Hilbert unbelievably slow when len(time) is not a hamming number

Question

Hilbert unbelievably slow when len(time) is not a hamming number

SynapticSage opened this issue 5 years ago · comments

I have a bunch of animals I sent through tensorpac (hilbert instead of wavelet), and all of their data are nearly the same length, but strangely enough, some took 10 minutes for tensorpac to crunch, some took hours or days. It turns out to boil down to an annoying feature of the hiblert method. If time is not a Hamming number, it takes 3000x longer to run. So here's my fix in spectral.py:

def hilbert_fast(x, axis): 
    ''' If x not factorizable by (2,3,5), takes like 3000x longer '''
     from scipy import fftpack
     if isinstance(x, (list,tuple)):
         x = np.array(x) # concat iterables
     xd = hilbert(x, axis=axis, N=fftpack.next_fast_len(x.shape[axis])) # pad to a hamming number
     xd = xd.swapaxes(0,axis) # swap such that time along 0-axis
     xd = xd[:x.shape[axis]].swapaxes(0,axis) # cut out the non-padded portion and return the axes to their positions
    return  xd

And then you sub the hilbert call with the following:
xd = hilbert_fast(xf, axis=axis + 1) if stype is not None else np.array(xf)

Night and day speed difference for several of my animals.
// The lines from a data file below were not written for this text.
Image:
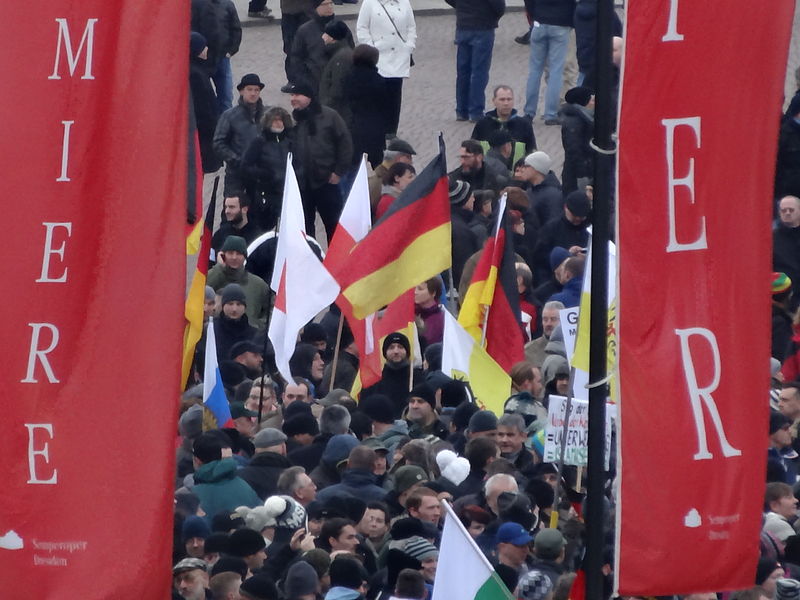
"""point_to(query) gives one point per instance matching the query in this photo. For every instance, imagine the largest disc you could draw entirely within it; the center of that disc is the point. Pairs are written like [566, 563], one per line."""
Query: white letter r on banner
[699, 395]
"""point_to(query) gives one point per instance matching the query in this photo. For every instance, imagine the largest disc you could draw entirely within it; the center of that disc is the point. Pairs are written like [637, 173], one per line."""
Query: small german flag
[490, 310]
[409, 244]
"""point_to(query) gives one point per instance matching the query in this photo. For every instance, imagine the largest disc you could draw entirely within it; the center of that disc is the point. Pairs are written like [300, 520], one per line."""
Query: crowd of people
[315, 492]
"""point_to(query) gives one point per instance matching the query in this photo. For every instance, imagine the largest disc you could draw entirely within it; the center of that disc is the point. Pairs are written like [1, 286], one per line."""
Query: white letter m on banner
[702, 396]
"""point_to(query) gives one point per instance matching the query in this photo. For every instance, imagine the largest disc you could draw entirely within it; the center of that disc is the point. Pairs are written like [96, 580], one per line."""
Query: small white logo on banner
[11, 541]
[692, 519]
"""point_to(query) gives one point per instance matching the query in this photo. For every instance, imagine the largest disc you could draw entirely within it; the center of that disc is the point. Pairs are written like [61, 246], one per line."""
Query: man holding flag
[490, 310]
[299, 279]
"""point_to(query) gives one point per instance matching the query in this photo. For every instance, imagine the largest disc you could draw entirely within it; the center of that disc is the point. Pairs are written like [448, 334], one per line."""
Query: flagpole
[562, 452]
[331, 387]
[270, 294]
[451, 296]
[448, 508]
[605, 150]
[485, 325]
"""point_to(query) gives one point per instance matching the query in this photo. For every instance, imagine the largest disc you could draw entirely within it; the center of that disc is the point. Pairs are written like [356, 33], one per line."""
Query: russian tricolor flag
[214, 398]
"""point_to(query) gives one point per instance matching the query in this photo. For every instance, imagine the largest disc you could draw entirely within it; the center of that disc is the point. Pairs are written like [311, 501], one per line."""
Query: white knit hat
[453, 467]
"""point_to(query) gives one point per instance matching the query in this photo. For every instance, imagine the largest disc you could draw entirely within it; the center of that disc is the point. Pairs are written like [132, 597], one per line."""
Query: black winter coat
[519, 128]
[205, 22]
[204, 103]
[558, 232]
[309, 456]
[786, 254]
[577, 127]
[478, 14]
[787, 170]
[585, 22]
[322, 144]
[466, 240]
[230, 27]
[264, 162]
[307, 57]
[263, 471]
[488, 177]
[228, 332]
[394, 384]
[368, 99]
[236, 128]
[547, 199]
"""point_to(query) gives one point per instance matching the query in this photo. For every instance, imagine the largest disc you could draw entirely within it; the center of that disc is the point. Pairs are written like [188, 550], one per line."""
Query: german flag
[490, 310]
[409, 244]
[195, 299]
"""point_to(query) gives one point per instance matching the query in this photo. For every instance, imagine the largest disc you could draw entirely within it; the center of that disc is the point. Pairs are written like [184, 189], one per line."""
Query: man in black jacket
[544, 191]
[474, 169]
[308, 57]
[786, 242]
[237, 127]
[323, 151]
[476, 21]
[230, 38]
[466, 239]
[504, 118]
[268, 462]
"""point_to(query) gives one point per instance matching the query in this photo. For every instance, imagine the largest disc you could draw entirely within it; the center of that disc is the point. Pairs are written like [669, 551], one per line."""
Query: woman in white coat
[389, 26]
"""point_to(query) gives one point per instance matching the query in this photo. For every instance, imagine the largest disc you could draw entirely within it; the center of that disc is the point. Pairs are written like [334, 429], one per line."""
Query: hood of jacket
[270, 459]
[341, 593]
[216, 471]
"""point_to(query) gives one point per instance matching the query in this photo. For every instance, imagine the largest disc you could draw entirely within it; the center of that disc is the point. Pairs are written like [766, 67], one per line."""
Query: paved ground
[428, 100]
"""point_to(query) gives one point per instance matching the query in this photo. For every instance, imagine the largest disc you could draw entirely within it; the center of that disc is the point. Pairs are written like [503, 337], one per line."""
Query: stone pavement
[428, 95]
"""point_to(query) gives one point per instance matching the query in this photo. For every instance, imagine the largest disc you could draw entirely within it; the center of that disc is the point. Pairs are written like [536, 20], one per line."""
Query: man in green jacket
[215, 481]
[230, 269]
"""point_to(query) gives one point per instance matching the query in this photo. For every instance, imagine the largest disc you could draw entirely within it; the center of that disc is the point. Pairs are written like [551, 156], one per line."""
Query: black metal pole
[604, 161]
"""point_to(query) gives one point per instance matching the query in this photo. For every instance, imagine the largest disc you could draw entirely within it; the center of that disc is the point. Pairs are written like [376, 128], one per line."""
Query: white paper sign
[576, 452]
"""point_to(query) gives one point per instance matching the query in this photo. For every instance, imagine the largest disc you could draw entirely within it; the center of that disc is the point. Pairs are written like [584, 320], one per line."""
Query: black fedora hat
[250, 79]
Etienne Combrisson · Answer 1 · Thu Jun 13 2019 00:55:21 GMT+0800 (China Standard Time)

Hi @SynapticSage ,

Thanks for reporting this issue. Yes, scipy implementation of the Hilbert transform might be slow depending on the input signal length. But I'm not sure that it's because the length is not a Hamming number, but simply because it depends if it's odd or not (see this issue).

For an other package, I have this small fix :

# Bandpass filter
data_filt = filt(sf, [fmin, fmax], data, order=4)
if data.size % 2:
    analytic = hilbert(data_filt)
else:
    analytic = hilbert(data_filt[:-1], len(data_filt))

Might be worth trying

Ryan Young · Answer 2 · Thu Jun 13 2019 02:20:53 GMT+0800 (China Standard Time)
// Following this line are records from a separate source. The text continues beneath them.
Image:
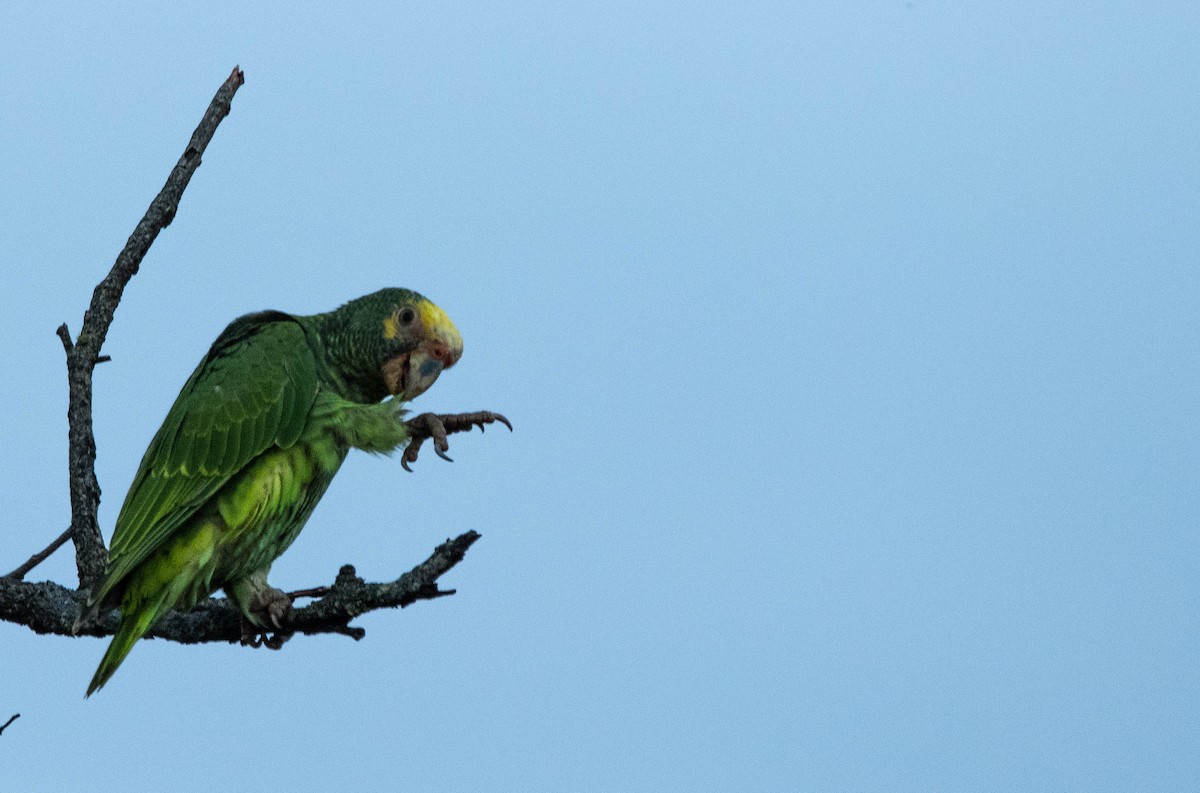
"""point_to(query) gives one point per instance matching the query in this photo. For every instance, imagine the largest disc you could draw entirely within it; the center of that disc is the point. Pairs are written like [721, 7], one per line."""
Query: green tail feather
[132, 628]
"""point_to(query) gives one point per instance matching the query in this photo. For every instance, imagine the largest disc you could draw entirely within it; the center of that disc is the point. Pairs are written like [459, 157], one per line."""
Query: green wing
[251, 392]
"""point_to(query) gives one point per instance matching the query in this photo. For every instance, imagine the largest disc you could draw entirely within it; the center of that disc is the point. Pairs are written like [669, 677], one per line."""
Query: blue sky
[851, 352]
Cool, I appreciate the reference.

So let me briefly show why it's probably a Hamming number not just the even numbers (the reason your solution works is that evens are a subset of Hamming).
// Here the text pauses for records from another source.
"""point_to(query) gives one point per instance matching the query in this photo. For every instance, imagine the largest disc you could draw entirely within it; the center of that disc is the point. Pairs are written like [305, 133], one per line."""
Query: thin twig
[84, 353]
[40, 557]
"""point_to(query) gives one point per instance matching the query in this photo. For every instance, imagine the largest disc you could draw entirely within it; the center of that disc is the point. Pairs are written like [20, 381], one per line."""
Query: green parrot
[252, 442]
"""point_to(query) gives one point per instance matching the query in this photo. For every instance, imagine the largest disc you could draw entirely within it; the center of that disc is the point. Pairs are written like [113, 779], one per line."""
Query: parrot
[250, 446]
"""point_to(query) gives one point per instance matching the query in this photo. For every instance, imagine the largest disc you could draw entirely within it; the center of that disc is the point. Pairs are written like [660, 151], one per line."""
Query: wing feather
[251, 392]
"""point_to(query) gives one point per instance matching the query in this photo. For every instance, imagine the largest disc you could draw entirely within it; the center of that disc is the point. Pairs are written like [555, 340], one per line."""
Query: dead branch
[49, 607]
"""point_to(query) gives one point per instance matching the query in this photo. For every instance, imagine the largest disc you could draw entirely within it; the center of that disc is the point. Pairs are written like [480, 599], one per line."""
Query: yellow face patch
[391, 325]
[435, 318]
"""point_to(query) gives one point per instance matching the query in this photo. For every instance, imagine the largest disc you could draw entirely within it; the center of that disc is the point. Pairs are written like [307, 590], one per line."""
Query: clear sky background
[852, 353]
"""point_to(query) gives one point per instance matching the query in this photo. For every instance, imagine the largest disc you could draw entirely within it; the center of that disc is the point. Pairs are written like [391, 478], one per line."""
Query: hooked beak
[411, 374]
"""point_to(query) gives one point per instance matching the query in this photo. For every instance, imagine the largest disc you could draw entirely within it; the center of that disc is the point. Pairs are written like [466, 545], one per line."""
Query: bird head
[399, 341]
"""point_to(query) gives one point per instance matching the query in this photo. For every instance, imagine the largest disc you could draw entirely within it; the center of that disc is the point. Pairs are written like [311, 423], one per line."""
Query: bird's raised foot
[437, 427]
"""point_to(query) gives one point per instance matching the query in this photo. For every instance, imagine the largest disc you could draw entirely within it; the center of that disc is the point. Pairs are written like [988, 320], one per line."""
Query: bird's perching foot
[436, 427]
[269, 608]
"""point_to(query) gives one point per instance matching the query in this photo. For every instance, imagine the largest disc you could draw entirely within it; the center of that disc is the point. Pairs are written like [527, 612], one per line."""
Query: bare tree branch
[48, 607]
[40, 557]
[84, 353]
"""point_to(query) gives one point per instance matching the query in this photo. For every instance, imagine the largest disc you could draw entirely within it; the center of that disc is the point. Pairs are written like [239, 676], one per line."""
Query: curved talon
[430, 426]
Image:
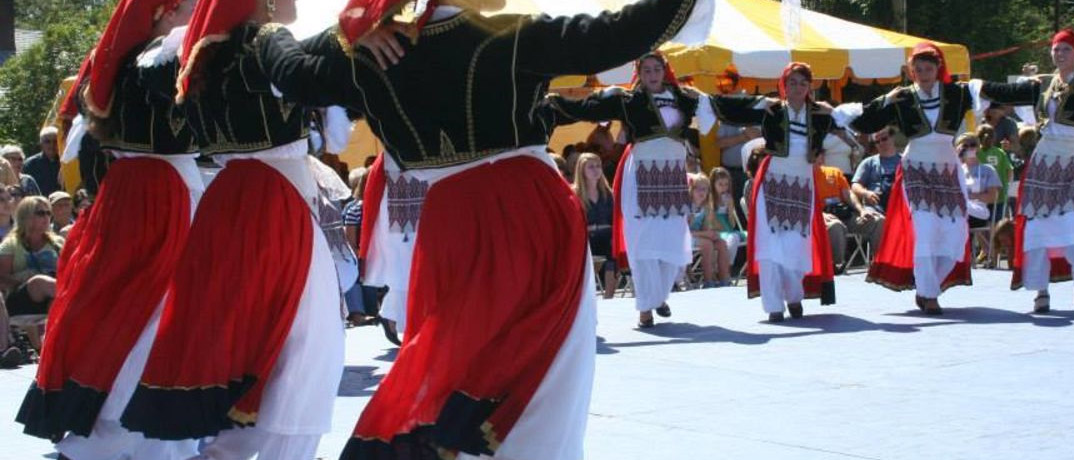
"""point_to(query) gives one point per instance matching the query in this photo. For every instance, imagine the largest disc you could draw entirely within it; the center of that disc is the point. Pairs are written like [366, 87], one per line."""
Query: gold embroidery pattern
[395, 100]
[677, 23]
To demonstrate, here are some processing times for N that's factorizable by 5:

[nav] In [6]: %%timeit
         ...: x = np.random.rand(100015,)
         ...: y = hilbert(x)

19.9 ms ± 572 µs per loop (mean ± std. dev. of 7 runs, 10 loops each)

by 2 by not by 5:

[nav] In [7]: %%timeit
         ...: x = np.random.rand(100014,)
         ...: y = hilbert(x)

18.1 ms ± 122 µs per loop (mean ± std. dev. of 7 runs, 10 loops each)

and neither by 5 nor 2:

[nav] In [15]: %%timeit
          ...: x = np.random.rand(100019,)
          ...: y = hilbert(x)

26.9 s ± 90.4 ms per loop (mean ± std. dev. of 7 runs, 1 loop each)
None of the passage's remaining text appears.